El problema no es necesariamente de dinero: ¿cuántas tortillas de patata se elaboran notablemente? Muy pocas, como no son millones los que exigen un nivel de calidad estimable en nada. Sí lo es de formación: acostumbrados a los pollos de plástico, ni un 1% de la población valora los gallos de corral.

También de escasez: si alguien cree que podemos socializar el rodaballo y el mero silvestres potenciando una política de natalidad, es un iluso o un demagogo. Y, a su vez, de criterio: hay personas a las que se repite una y mil veces que los pescados tienen que estar poco hechos para resaltar su naturalidad y jugosidad y, por mucho que lo admitan intelectualmente, sacan a relucir su prejuicios gastronómicos. Hay blancos a los que no les gustan los negros y amarillos que rehuyen a los blancos y negros.
Es mucho más convincente repartir en la calle bocatas de calamar que canapés de caviar. ¿O no?

Paradoja irresoluble

En una sociedad cada día más especializada, se da una paradoja irresoluble: el distanciamiento creciente, abismal, entre los doctores en un tema y los ciudadanos de a pie. Nadie, para qué engañarse, puede saber mucho de nada que no sea su trabajo, su afición y quizás de comer, por aquello de que lo hace varias veces al día y le proporciona determinadas dosis de placer.

Las hamburgueserías se han convertido en los restaurante más democráticos del mundo. Siempre se lo recuerdo a los dueños de mesones, sidrerías, casas de comida... y se ofuscan. Presumen de su éxito y no quieren escuchar que hay otros que ganan en ventas. ¿Quién cuestiona que una pizza noble no sea excelente? ¿Dónde la ofrecen? Cite bares donde sirven calamares que no han pasado por la freidora.

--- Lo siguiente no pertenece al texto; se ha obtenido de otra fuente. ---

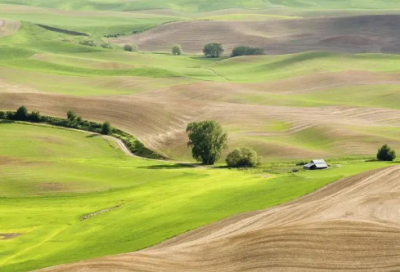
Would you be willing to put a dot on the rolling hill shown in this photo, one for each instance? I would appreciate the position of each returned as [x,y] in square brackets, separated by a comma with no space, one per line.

Todo es bueno cuando realmente lo es. Y, a partir de ahí, se puede competir en distintas categorías, como en el fútbol. Es admirable destacar en el patio de colegio; más, conquistar a los paisanos y vecinos; los más ambiciosos se plantean jugar la Champions, y sólo los más osados consumar la universalidad.
Por supuesto que es obligado producir bueno y barato. Pero esa es una gastronomía de segunda división. Sólo un mínimo porcentaje de tomates, aceites de oliva virgen extra, chuletas... son realmente productos gourmet. Ese es el reto: hacer y vender lo más exclusivo. Y eso tiene un mercado limitado en la Tierra. Como un público reducido tienen los templos de la cocina artística; por paladar, aptitud, cultura y posibilidades. Tanto es así, que un altísimo porcentaje de su clientela la componen turistas; cualquiera que sea la capital.

Son muchos los niveles gastronómicos. Y el más grande es llegar a crear manjares y cocineros para los más exigentes paladares mundiales. Nadie puede alcanzar la celebridad circunscribiéndose a sus paisanos.